Pregnancy is considered a state of relative immunodeficiency [75], especially T-cell mediated immunity [76], with a shift in the Th1/Th2 balance toward the Th2 response, and expansion of regulatory T-cells [23], to safeguard against rejection of the newly developing embryo by the maternal immune system [77]. This alteration in the immune system directly alters the natural course of HCV infection, giving more room for the virus to replicate while suppressing its immune-mediated damage to hepatocytes, which is demonstrated by the surprising finding of increasing viral RNA load with concomitant decreasing ALT levels [23, 78, 79].

It was reported that estrogen suppresses the intra-thymic T-cell differentiation while activating the extra-thymic pathways during pregnancy [80, 81]. After delivery, the maternal immune system regains its baseline activity with the resultant decrease in viral load and increase in immune-mediated hepatocyte damage and consequently ALT level [82]. Spontaneous resolution of HCV viremia postpartum has also been reported [9].

Interestingly, greater rates of viral clearance after pregnancy were reported, compared to a non-pregnant control group, which can be attributed to the loss of pregnancy-induced physiological immunosuppression with a surge in maternal cellular immune activation with a decrease in Th2 activity and a rebound increase in Th1 activity, combined with fewer viral quasispecies, resulting in the clearance of HCV infection [83, 84]. Several reports have recommended initiating antiviral therapy at this time, augmenting the natural defense mechanism [9].

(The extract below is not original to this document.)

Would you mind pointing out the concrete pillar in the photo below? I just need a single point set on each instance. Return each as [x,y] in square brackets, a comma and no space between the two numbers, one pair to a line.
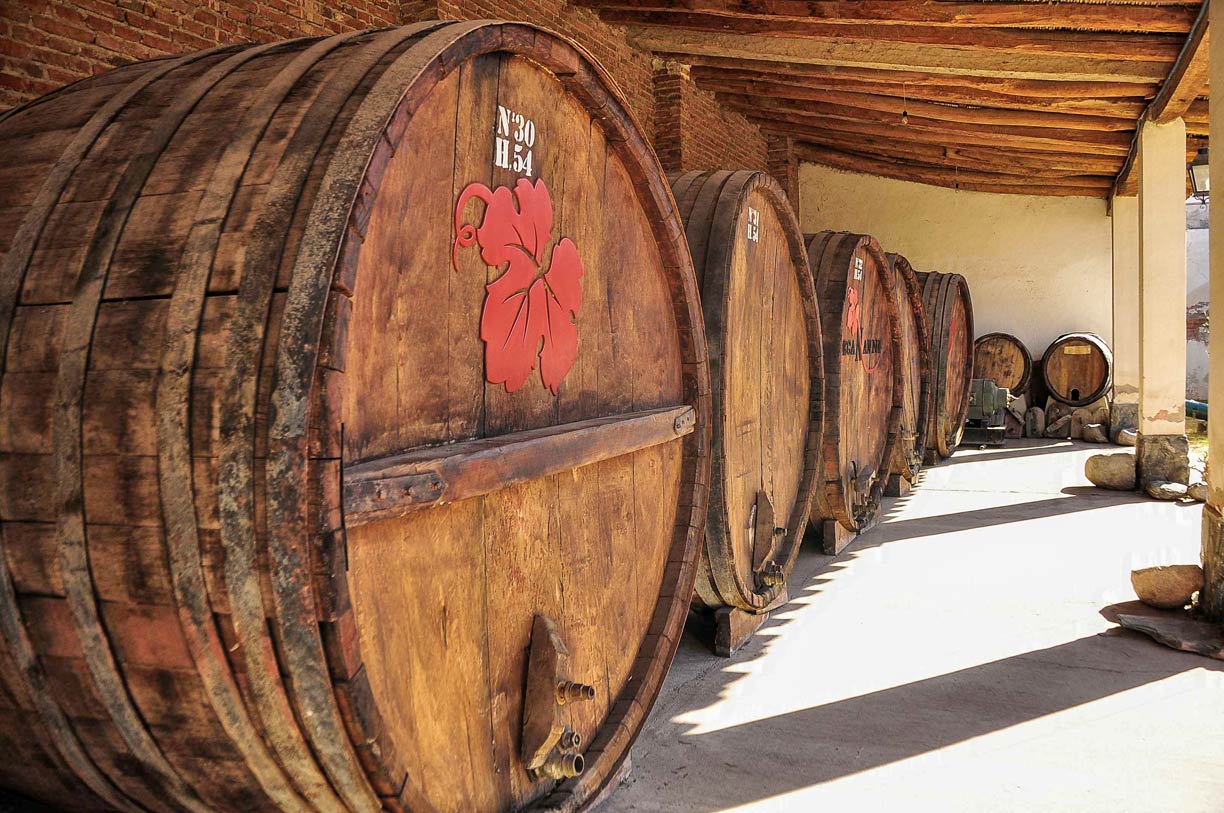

Another maternal obstetric complication of HCV is the earlier and more frequent development of cholestasis in HCV infected than non-infected women, which could be attributed to the altered transport of sulfated hormones in the liver, a failure in the transport of toxic substances, and a defect of the bile salt export pump [24, 8587].

Natural history of HCV infection in perinatally infected children

It is believed that maternal HCV infection can affect the babies in different ways:

  1. It can lead to increased incidence of intrauterine growth retardation, low birth weight, a higher neonatal intensive care admission rate and more frequent need for ventilatory support [88]. Other authors found no evidence to support that [84, 89, 90].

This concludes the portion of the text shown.